Real Time Sentiment Analysis: Real-time Sentiment Analysis is a machine learning
technique that automatically recognizes and extracts the sentiment in a text whenever it
occurs. It is most commonly used to analyse brand and product mentions in live social
comments and posts. An important thing to note is that real-time sentiment analysis can be
done only from social media platforms that share live feeds like Twitter does
       The real-time sentiment analysis process uses several ML tasks such as natural
language processing, text analysis, semantic clustering, etc to identify opinions expressed
about brand experiences in live feeds and extract business intelligence from them.

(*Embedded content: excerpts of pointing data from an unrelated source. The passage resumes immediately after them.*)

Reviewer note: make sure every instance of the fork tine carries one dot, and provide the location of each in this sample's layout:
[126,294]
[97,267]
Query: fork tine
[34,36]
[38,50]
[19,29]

       Need of real time sentimental analysis
               • Live social feeds from video platforms like Instagram or Facebook
               • Real-time sentiment analysis of text feeds from platforms such as Twitter is
                    helpful in threat detection in cyberbullying.
               • Live monitoring of Influencer live streams.
               • Live video streams of interviews, news broadcasts, seminars, panel
                    discussions, speaker events, and lectures.
               • Live audio streams such as in virtual meetings on Zoom or Skype, or at
                    product support call centers for customer feedback analysis.
               • Live monitoring of product review platforms for brand mentions.
       Way to do it
            • Step 1 - Data collection
             •   Step 2 - Data processing
             •   Step 3 - Data analysis
             •   Step 4 - Data visualization
Stock Market Prediction: The Stock market process is full of uncertainty and is affected by
many factors. Hence the Stock market prediction is one of the important exertions in
finance and business. There are two types of analysis possible for prediction, technical and
fundamental. In this paper both technical and fundamental analysis are considered.
Technical analysis is done using historical data of stock prices by applying machine learning
and fundamental analysis is done using social media data by applying sentiment analysis.
Social media data has high impact today than ever, it can aide in predicting the trend of the
stock market. The method involves collecting news and social media data and extracting
sentiments expressed by individual. Then the correlation between the sentiments and the
stock values is analyzed. The learned model can then be used to make future predictions
about stock values. It can be shown that this method is able to predict the sentiment and
the stock performance and its recent news and social data are also closely correlated.